/ 23 September 1998

DRC rebels thwart road siege

OWN CORRESPONDENT, Johannesburg | Wednesday 10.00pm.

DEMOCRATIC Republic of Congo rebels on Wednesday said they killed at least 50 Rwandan Hutu and Mai-Mai fighters when rebel troops attempted to cut the road outside rebel headquarters in Goma.

Lunda Bululu, one of rebel leaders, said the road was opened after a two-hour gunbattle, and soldiers on foot patrolled the area and searched houses for the attackers believed to hiding in and around the rebel stronghold at the northern end of Lake Kivu. Bululu said five women and one child at Ndosha orphanage just outside Goma, were killed when the attackers opened fire from banana plantations.
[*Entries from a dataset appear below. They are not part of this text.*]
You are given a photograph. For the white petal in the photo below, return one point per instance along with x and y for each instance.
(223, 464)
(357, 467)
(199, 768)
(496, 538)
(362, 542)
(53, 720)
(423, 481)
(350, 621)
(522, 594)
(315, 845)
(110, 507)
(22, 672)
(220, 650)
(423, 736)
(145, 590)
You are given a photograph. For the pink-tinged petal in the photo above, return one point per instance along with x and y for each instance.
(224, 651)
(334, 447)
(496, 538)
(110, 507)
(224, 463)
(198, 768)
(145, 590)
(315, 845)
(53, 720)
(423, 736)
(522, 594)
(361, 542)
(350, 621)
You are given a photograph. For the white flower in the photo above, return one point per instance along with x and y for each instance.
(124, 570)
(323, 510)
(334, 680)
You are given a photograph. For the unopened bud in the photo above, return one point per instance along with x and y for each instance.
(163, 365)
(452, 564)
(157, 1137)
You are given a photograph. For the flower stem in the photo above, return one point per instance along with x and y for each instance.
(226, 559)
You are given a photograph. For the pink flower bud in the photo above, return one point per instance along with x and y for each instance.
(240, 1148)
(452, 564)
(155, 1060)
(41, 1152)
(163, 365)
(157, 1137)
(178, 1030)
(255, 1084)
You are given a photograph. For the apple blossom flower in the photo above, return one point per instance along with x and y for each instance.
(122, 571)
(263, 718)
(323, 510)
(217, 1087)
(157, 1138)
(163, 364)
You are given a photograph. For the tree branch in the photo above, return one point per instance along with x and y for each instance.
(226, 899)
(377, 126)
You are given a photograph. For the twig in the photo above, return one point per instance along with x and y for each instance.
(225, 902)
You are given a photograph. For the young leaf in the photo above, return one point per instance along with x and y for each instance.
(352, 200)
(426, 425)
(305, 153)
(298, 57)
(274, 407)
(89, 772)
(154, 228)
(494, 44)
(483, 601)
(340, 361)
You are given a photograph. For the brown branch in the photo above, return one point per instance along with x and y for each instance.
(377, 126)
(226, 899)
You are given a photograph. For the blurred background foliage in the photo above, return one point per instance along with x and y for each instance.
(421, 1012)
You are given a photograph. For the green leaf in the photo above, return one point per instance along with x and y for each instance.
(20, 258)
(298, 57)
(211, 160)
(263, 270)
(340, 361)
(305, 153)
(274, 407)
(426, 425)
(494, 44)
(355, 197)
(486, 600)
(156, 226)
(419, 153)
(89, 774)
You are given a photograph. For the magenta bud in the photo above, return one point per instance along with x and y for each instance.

On Wednesday, rebel leader Ernest Wamba dia Wamba flew to the Rwandan capital, Kigali, for consultations with the Rwandan authorities.

Meanwhile, African leaders on Tuesday defended their decision to intervene in the conflict, telling heads of state that the sprawling central African nation would collapse if rebels ousted President Laurent Kabila. Speaking at the UN General Assembly, Namibian foreign minister Theo-Ben Gurirab said his country sent in troops “for the sole purpose of preventing the collapse of the state machinery and the violation of the sovereignty and territorial integrity” of a fellow African country.